Told you I could balance 16 nails on the head of one
By Rob Carrigan, robcarrigan1@gmail.com
Cook your eggs the same way every time, don’t you? Some things, you just can’t help but come back to, to the same place, over and over again. For me, it is in a little store, in a little town, when I was just a little man.
Cook your eggs the same way every time, don’t you? Some things, you just can’t help but come back to, to the same place, over and over again. For me, it is in a little store, in a little town, when I was just a little man.
Saturday morning, 9 a.m., 1979 -- A curvy woman, dark
shoulder-length, curly hair, maybe 30, attractive, with a big, winning smile on
her face, bounces in from the side door, right up to the nail counter.
“Do you have a block of wood and a hammer?”
Nick and I looked at her, and perhaps at each other. We
didn’t say it, but this is a hardware store, lady, of course there is a hammer
around here, and I’m sure, a block of wood.
“What are you using them for?” One of us asked.
“I bet I can balance 16 nails on the head of one,” her
answer confidently snapped back in our general direction.
Per her instructions, we fished seventeen 16-penny,
smooth-box, cement coats, out of the dusty nail bin and plopped them down on
the semi-rough surface of the composite counter.
“Now drive one into the center of the block,” she said. “But
not all the way down.”
One of us grabbed the hammer that hung in a loop at the edge, near the scale.
And, we did as we were told.
She grabbed up the rest of the nails. She places one flat in the
center on the dark countertop, then, alternating on each side, places all but
one of the additional nails, with their
heads down the spine of that first nail, until all of them lined up, looking
like an eight-winged dragon fly. Then, with the last nail dropped on top, facing
the opposite direction, and also weaving between the segments of the metal
dragon fly, she picks up the whole configuration, between thumb and forefinger.

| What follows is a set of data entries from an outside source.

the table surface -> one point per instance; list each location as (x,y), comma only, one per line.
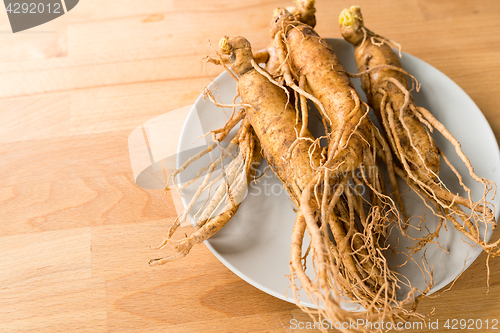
(75,227)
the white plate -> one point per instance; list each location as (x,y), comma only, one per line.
(255,244)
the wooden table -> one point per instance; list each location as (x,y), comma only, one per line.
(75,228)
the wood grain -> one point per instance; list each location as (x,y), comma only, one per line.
(76,231)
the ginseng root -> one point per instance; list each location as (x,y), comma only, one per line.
(407,127)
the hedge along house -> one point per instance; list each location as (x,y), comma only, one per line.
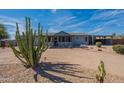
(64,39)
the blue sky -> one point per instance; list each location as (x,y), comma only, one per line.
(102,22)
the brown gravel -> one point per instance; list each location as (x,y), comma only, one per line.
(64,65)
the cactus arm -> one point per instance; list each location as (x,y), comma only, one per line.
(17,53)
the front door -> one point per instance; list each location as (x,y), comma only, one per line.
(55,42)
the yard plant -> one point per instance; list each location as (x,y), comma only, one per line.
(31,45)
(118,49)
(101,72)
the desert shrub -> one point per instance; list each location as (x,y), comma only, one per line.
(99,44)
(118,49)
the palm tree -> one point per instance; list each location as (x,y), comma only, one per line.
(3,33)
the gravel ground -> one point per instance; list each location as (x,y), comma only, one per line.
(64,65)
(51,73)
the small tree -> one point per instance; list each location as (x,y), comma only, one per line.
(101,72)
(28,52)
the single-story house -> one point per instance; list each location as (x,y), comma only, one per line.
(64,39)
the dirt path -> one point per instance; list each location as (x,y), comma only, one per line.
(88,58)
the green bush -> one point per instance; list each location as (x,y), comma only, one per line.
(99,44)
(118,49)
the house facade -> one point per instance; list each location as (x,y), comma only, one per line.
(64,39)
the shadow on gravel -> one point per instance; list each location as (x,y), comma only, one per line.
(60,68)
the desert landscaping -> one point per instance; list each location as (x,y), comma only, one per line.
(75,65)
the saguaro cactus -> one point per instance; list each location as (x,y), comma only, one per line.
(31,45)
(101,72)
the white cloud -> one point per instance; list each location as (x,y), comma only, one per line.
(103,14)
(10,24)
(53,30)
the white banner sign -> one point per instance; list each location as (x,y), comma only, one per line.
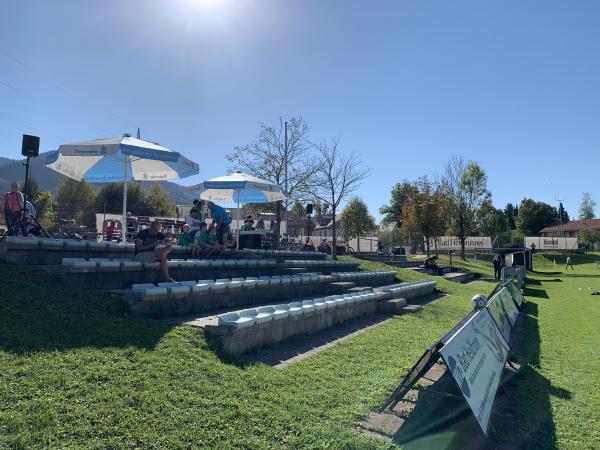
(551,243)
(453,243)
(504,311)
(476,355)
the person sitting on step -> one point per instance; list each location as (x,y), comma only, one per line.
(152,246)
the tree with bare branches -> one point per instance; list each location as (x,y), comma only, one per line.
(337,176)
(265,158)
(464,185)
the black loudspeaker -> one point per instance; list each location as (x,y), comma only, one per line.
(30,146)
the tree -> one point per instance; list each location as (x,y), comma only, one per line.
(356,221)
(511,212)
(534,216)
(587,207)
(336,177)
(465,187)
(266,158)
(424,210)
(76,200)
(392,213)
(493,222)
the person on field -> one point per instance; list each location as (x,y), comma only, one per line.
(12,204)
(152,246)
(497,262)
(569,264)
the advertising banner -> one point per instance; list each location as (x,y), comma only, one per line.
(504,311)
(515,292)
(551,243)
(453,243)
(476,355)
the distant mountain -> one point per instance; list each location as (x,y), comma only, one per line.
(13,170)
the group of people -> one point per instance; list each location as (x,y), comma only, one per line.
(19,215)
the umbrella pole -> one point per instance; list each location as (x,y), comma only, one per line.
(124,225)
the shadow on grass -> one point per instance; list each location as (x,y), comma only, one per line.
(39,313)
(537,293)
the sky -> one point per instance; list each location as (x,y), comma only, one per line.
(512,85)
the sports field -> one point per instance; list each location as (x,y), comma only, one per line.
(78,371)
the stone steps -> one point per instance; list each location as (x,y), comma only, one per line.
(170,299)
(238,331)
(103,273)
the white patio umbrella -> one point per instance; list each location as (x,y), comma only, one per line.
(242,188)
(120,159)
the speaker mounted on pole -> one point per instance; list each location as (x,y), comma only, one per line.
(30,146)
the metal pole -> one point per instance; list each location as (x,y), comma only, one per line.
(123,223)
(286,181)
(238,220)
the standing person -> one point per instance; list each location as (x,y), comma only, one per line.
(497,267)
(149,247)
(132,226)
(12,204)
(194,223)
(569,263)
(222,220)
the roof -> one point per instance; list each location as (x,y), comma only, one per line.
(574,226)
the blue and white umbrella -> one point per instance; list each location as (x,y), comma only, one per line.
(120,159)
(242,188)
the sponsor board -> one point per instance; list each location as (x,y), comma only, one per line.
(476,355)
(453,243)
(515,292)
(551,243)
(503,311)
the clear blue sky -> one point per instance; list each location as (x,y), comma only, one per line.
(512,85)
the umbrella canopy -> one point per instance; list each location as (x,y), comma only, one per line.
(120,159)
(103,161)
(239,187)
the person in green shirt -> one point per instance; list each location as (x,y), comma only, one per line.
(185,240)
(206,242)
(248,225)
(569,263)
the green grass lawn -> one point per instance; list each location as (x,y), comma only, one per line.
(76,370)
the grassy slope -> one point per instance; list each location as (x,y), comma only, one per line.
(77,370)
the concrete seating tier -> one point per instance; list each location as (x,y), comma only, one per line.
(42,251)
(250,328)
(324,265)
(168,299)
(106,273)
(283,254)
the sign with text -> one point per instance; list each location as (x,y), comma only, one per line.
(504,311)
(515,292)
(476,355)
(551,243)
(453,243)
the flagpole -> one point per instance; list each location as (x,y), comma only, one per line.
(123,223)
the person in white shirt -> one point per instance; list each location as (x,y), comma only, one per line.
(193,221)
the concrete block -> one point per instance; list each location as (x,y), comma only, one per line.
(235,321)
(394,305)
(130,266)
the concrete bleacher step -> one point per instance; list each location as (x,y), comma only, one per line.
(105,273)
(162,300)
(239,331)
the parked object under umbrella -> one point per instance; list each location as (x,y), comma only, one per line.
(239,187)
(120,159)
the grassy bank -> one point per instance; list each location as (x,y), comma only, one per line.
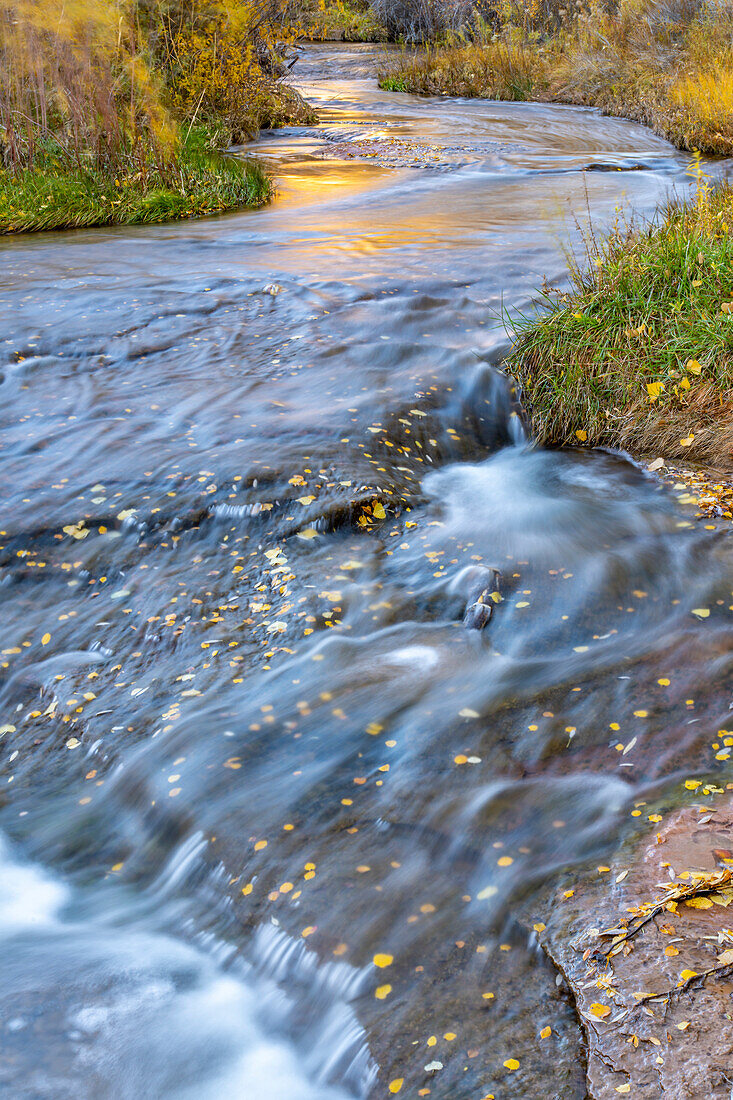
(113,113)
(56,195)
(339,21)
(669,66)
(639,352)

Steadily, but very quickly, she balances it on the nail that
we drove into the block of wood.
All sixteen nails balanced, by themselves, on the center
piece.
“I told you I could balance 16 nails on the head of one,”
she said, flashed the smile again, and left through side door. Never to be seen
again.
I couldn’t tell you how many times I’ve successfully, and
sometimes profitably, used that trick since.